Mayor Williams Provides Council Data About Accessible Sidewalks in Huntington

Updated 46 weeks ago Edited by Tony Rutherford from Multiple Reports

Following two recent tragic accidents in which pedestrians were struck by vehicles on the West End, questions have surfaced about the city’s efforts to make the city more accessible.

Mayor Steve Williams reported to City Council members this evening that since the city launched its sidewalk replacement program in fall 2016, 1.413 miles of sidewalk have been replaced. The City has partnered on sidewalk projects with 75 different property owners.

Also, since 2001, the city has used $2,003,190.96 in federal Community Development Block Grant funds to install curb cuts at intersections. According to Development and Planning Director Scott Lemley, it costs approximately $5,000 to install curb cuts at all four corners of an intersection. That comes out to 400 intersections that have received curb cuts since 2001.

On Nov. 15 at about 6:30 p.m. Bobby Smith Jr., a man in a motorized wheelchair, died after he was struck by a vehicle at Madison Avenue and W. 20th Street near the Jefferson Avenue Church of God. 

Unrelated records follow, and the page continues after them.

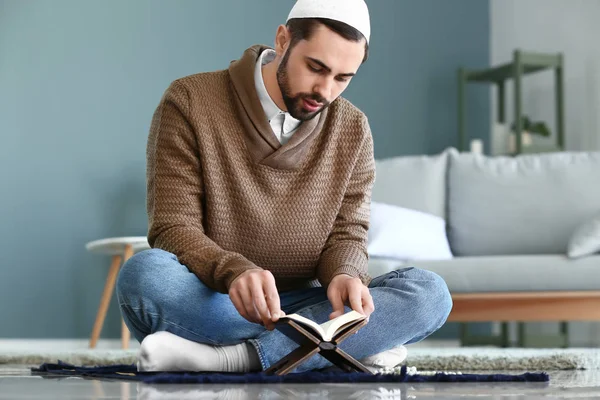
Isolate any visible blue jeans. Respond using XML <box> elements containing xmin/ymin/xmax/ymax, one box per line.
<box><xmin>117</xmin><ymin>249</ymin><xmax>452</xmax><ymax>372</ymax></box>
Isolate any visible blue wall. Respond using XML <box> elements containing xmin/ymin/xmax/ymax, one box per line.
<box><xmin>0</xmin><ymin>0</ymin><xmax>489</xmax><ymax>338</ymax></box>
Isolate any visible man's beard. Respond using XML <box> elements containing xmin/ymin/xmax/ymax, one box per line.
<box><xmin>277</xmin><ymin>49</ymin><xmax>329</xmax><ymax>121</ymax></box>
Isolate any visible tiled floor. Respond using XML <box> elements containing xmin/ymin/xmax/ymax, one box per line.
<box><xmin>0</xmin><ymin>365</ymin><xmax>600</xmax><ymax>400</ymax></box>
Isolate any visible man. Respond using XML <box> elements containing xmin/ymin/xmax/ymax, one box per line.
<box><xmin>117</xmin><ymin>0</ymin><xmax>451</xmax><ymax>372</ymax></box>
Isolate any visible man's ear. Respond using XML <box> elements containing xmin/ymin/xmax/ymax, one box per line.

Patrick Stubblefield, another wheelchair user, had told WSAZ on Nov. 16  that at the intersection where Smith died one corner is step and the other worn away.  He said at  that corner he must crawl or use the street. 

According to a Department of Justice/Department of Transportation webpage, curbcuts for disability accommodation must occur:

Title II of the Americans with Disabilities Act (ADA) requires that state and local governments ensure that persons with disabilities have access to the pedestrian routes in the public right of way. An important part of this requirement is the obligation whenever streets, roadways, or highways are altered to provide curb ramps where street level pedestrian walkways cross curbs.2  This requirement is intended to ensure the accessibility and usability of the pedestrian walkway for persons with disabilities.

An alteration is a change that affects or could affect the usability of all or part of a building or facility.3  Alterations of streets, roads, or highways include activities such as reconstruction, rehabilitation, resurfacing, widening, and projects of similar scale and effect.4  Maintenance activities on streets, roads, or highways, such as filling potholes, are not alterations. 

Where must curb ramps be provided?

Generally, curb ramps are needed wherever a sidewalk or other pedestrian walkway crosses a curb. Curb ramps must be located to ensure a person with a mobility disability can travel from a sidewalk on one side of the street, over or through any curbs or traffic islands, to the sidewalk on the other side of the street. However, the ADA does not require installation of ramps or curb ramps in the absence of a pedestrian walkway with a prepared surface for pedestrian useNor are curb ramps required in the absence of a curb, elevation, or other barrier between the street and the walkway.

When is resurfacing considered to be an alteration?

Resurfacing is an alteration that triggers the requirement to add curb ramps if it involves work on a street or roadway spanning from one intersection to another, and includes overlays of additional material to the road surface, with or without milling.  Examples include, but are not limited to the following treatments or their equivalents: addition of a new layer of asphalt, reconstruction, concrete pavement rehabilitation and reconstruction, open-graded surface course, micro-surfacing and thin lift overlays, cape seals, and in-place asphalt recycling.